I blink against the sting in my eyes. "It is. You are. But is me just being with you enough for you too? If I turn down this opportunity I won’t get another one like it. Am I enough without the awards and opportunities for you?"

He cups my cheek, thumb brushing away a tear I didn't realize had fallen. "Cass, the only opportunity I care about is the one where I get to love you for the next fifty years."

Suddenly, I know.

It was never really about Paris, or Enid, or proving anything to anyone.

It was about being brave enough to choose the life I actually want instead of the one I thought I was supposed to want.

It was about choosing love over fear.

It was about choosing him.

"I'm staying," I say, and the words feel like coming home.

"Yeah?"

"Yeah. This is my life now. You're my life now. And I wouldn't trade it for all the assignments in the world."

He kisses me then, soft and sure and full of promise. When we break apart, he rests his forehead against mine.

"So, keep writing the articles then?"

I grin, suddenly excited about possibilities I hadn't even considered an hour ago. "Well, I've been working on this novel. About a city girl who falls for a mountain man and discovers that home isn't a place, it's a person."
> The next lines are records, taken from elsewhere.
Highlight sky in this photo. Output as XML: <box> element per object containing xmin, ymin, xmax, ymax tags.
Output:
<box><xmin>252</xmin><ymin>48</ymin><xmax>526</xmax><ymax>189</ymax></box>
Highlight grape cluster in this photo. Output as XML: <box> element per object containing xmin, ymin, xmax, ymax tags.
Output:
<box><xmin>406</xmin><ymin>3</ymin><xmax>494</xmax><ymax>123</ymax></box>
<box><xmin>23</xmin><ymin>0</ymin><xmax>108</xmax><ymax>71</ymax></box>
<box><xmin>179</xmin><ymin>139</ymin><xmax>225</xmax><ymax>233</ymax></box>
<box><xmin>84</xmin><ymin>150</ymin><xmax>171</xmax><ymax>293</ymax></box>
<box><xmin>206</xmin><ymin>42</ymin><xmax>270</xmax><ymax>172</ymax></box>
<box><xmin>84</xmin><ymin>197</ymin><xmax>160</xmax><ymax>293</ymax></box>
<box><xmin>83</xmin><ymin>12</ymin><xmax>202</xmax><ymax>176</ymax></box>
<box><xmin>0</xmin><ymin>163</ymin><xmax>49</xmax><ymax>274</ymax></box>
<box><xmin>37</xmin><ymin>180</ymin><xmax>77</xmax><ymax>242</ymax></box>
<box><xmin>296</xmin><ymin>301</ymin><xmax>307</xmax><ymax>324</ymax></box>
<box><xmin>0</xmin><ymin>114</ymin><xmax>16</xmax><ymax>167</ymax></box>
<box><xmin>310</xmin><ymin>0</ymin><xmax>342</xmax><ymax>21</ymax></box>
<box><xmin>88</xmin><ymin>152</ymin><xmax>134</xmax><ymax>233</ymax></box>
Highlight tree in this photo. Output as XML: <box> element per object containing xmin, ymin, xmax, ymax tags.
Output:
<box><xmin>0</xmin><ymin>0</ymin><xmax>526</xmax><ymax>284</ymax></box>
"Sounds like a bestseller to me."

"We'll see. But first, I need to call Enid back."

"What are you going to tell her?"

I look around at the life we've built.

"I'm going to tell her I already found what I was looking for."

***

Author's Note: Sometimes the best adventures aren't the ones that take you around the world. They're the ones that bring you home to yourself. And sometimes the love you don't see coming is exactly the love you need.